- 12 June 2020, Queen Mary University of London
- Organizer: Camille Creyghton (QMUL/University of Amsterdam)
- Keynote Speaker: prof. Maurizio Isabella (QMUL)
- To submit a paper or propose a panel, please email a short C.V. alongside an abstract to email@example.com. Abstracts should be no more than 300 words for papers of 20 minutes in length. The call for papers will close on 23 March 2020 at 23.59 GMT. Successful applicants will be notified no later than 6 April.
- For any additional information or queries, please contact: firstname.lastname@example.org
- See also: https://revolutionarycosmopolitanism.blogspot.
Napoleon’s fall and the settlement of the Vienna Congress in 1815 in no way represented the end of the era of revolutions and political uprisings. To the contrary, several waves of revolution would follow in the Atlantic world in the 1820s and 1830s, culminating in the 1848 ‘springtime of the peoples’ in large parts of Europe and beyond. These subsequent waves of revolution are increasingly studied from transnational perspectives focussing on, for instance, Mediterranean connections in the 1820s (Isabella and Zanou 2016), a ‘common European revolutionary culture’ in 1848 (Freitag 2003) or the global context (Armitage and Subrahmanyam 2007).
The same period saw large numbers of people moving beyond state boundaries: tens of thousands of young German craftsmen found employment in Paris and London; impoverished Germans and Irish crossed the Atlantic in search for a better life in the United States; the suppression of the Polish November Uprising in the beginning of 1831 led to what is known as the Great Polish Emigration; and several thousand free Black Americans settled on the coasts of West Africa creating new societies such as Liberia. Apart from these large-scale movements, a couple of individual cases are well-known, such as Garibaldi’s activities in Latin America or Robert Owen’s attempts to create a self-sufficient community in Indiana. In addition, expanding colonialism and increasing cross-boundary traffic led to the mobility of ever larger numbers of seamen, soldiers, colonizers and colonized. Following Jan and Leo Lucassen’s model for cross-cultural migration (2009), these movements of people have to be considered genuine forms of migration too.

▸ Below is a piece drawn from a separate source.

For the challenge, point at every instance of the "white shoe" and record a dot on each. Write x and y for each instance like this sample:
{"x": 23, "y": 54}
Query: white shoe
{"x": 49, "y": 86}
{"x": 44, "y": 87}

Although many of these migrant movements can be associated with political uprisings, only few connections have been made between the study of migration history and history of political thought and practices. Migration history, with its roots in labour history, tends to focus on social and economic aspects of migration and ignores how migration informed the transfer of ideas. Research on revolutionary cosmopolitanism concentrates on the eighteenth century and presumes that cosmopolitanism came to an end after the 1789 French Revolution due to the rise of nationalism (Palmer 1959; Polasky 2015). That this has hardly been contested so far is due in part to the fact that nineteenth-century revolutionaries are still mostly researched in national contexts, leaving aside their transnational connections, the imperial geographies in which many of them operated, and their experiences of migration (as is shown by Panter 2015).
This one-day conference aims to open a conversation between these different strands of research. How did experiences of migration and cross-boundary mobility contribute to the formation of common revolutionary cultures in the period 1815-1848? To what extent did revolutionary cosmopolitanism survive into the first half of the 19th century? What forms of interplay existed between transnational migrations, cosmopolitanism, the rise of nationalism and imperial reform movements? These are the questions this conference intends to address.
We invite submissions from researchers in the history of political thought, cultural history, migration history and nationalism studies, working on different geographical areas in the period 1815-1848. Postgraduate and early career researchers are especially encouraged to apply.
Possible topics include:
- diasporic nationalism;
- transatlantic migrations and political upheaval;
- abolitionism, black emancipation and migration;
- diaspora and connected Mediterranean revolutions;
- imperial reform movements, nationalism and international order;
- exile and revolutionary activism;
- political activities of working-class migrants;
- political practices in migrant communities.
This conference is part of the project ‘Revolution in exile: Transfer of ideas among émigré intellectuals in Paris and London, 1815-1848, funded by the Dutch Research Council. For postgraduate, early career researchers and researchers without regular funding coming from outside London, travel expenses will be subsidized up to an amount of £ 70.